A weighted silence, pushing down the impulse to respond with, "And....?" Further quieting my desire to add, "Did you happen to note the speed of the cars buzzing past us in the passing lane? Or the transport truck in front of me?"

Instead, "Oh," attempting to look adequately repentent and ashamed of myself while making sure I avoid eye contact with Bradford for fear of dissolving into laughter. I adjust my body position in the truck, plopping my chin on top of my hand and leaning towards Office Lewis as though his words are as compelling as a first hand account of witnessing the parting of the seas.

He continues talking, sharing his philosophy that Facebook and MySpace should be made illegal for all the danger they present to peoples' safety and privacy (this after I ask him if I can take his picture for my blog). Bradford, sensing Officer Lewis' desire to be a helper/protector, smartly asks for directions in navigating the worst of Chicago traffic. After 15 minutes or so, we're on our way with a written warning and advice that Indiana highway patrol are out in full force today - apparently I'm on their radar and should no longer push the edges of conformity when it comes to making a landspeed record in a Uhaul from Colorado to New Hampshire.

Wednesday afternoon, April 1st, Bradford and I safely pulled the gas-eating Uhaul into the driveway of my white clapboard cottage. All is well here at my new NH post -- after 3 days of unpacking and placing, my home has taken shape. I'm thrilled.

The weather since our arrival has been unseasonably warm and sunny, crossing over the 80 degree threshold and imploring the budding of new life from the earth and trees. On this Easter Sunday morning, Bradford and I went out walking and exploring through the woods beside my home. I have now taken to walking everywhere in my black rubber boots but the knee-high footwear could only run so much interference for my skin as Bradford and I bushwacked our way (somewhat disoriented and lost) through brambles and fallen trees. I consider these angry red scratches a small token of appreciation to the holiday of resurrection and the spirit of atonement -- it's a full life for me and there are often small prices to pay in the spirit of adventure and expansion.
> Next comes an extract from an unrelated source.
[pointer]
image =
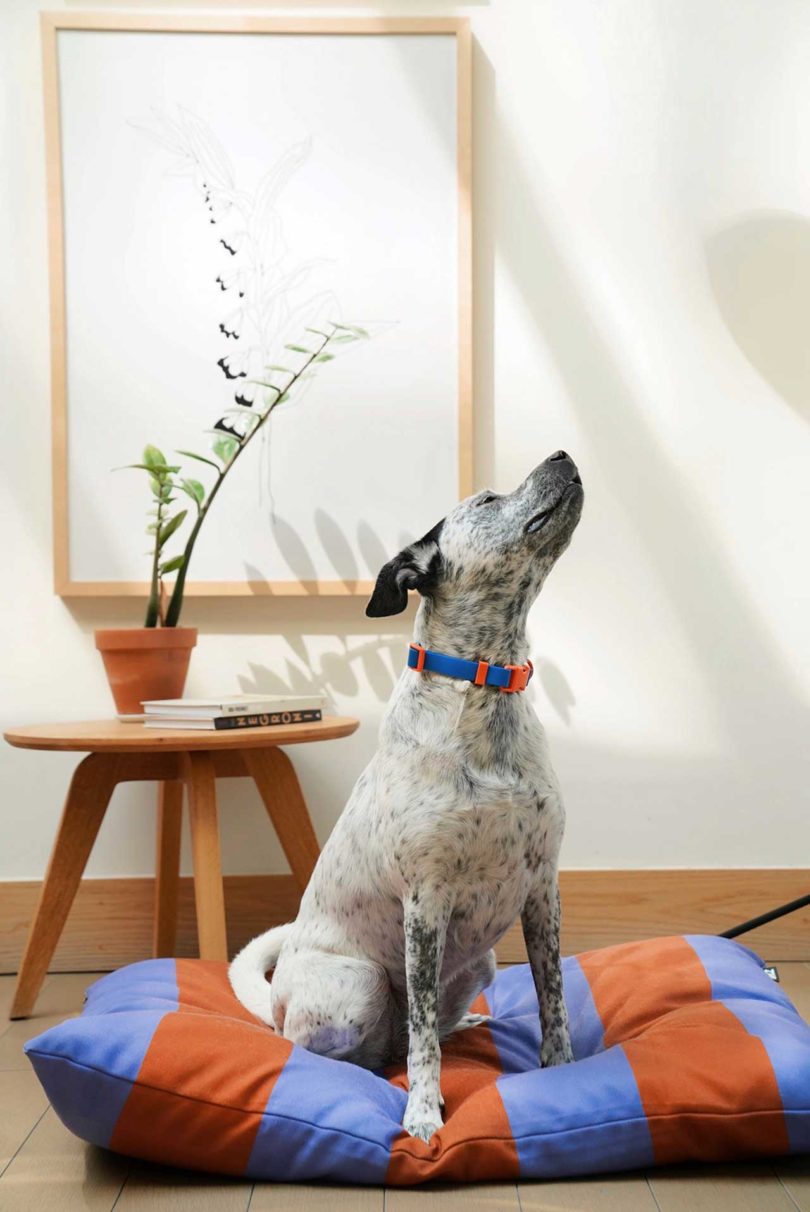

Stay tuned.... I've resigned from my employment at the shelter. I will work full-time until May 5th and then, in honour of celebrating my 40th year in October, I am dedicating the next few months to pursuing my pleasure and passion for writing, as a gift to myself. If possible, I would like to work part-time/contractually to help make ends meet (and simply because I enjoy therapy as a professional practice) for the next half year or so but, more than anything, I am choosing to follow my heart and soul a bit more for now. After all, if not NOW, then when?
Happy spring to you -- may your search for chocolate eggs be fruitful. And keep it just under 'dangerous' on your adventure speedometer.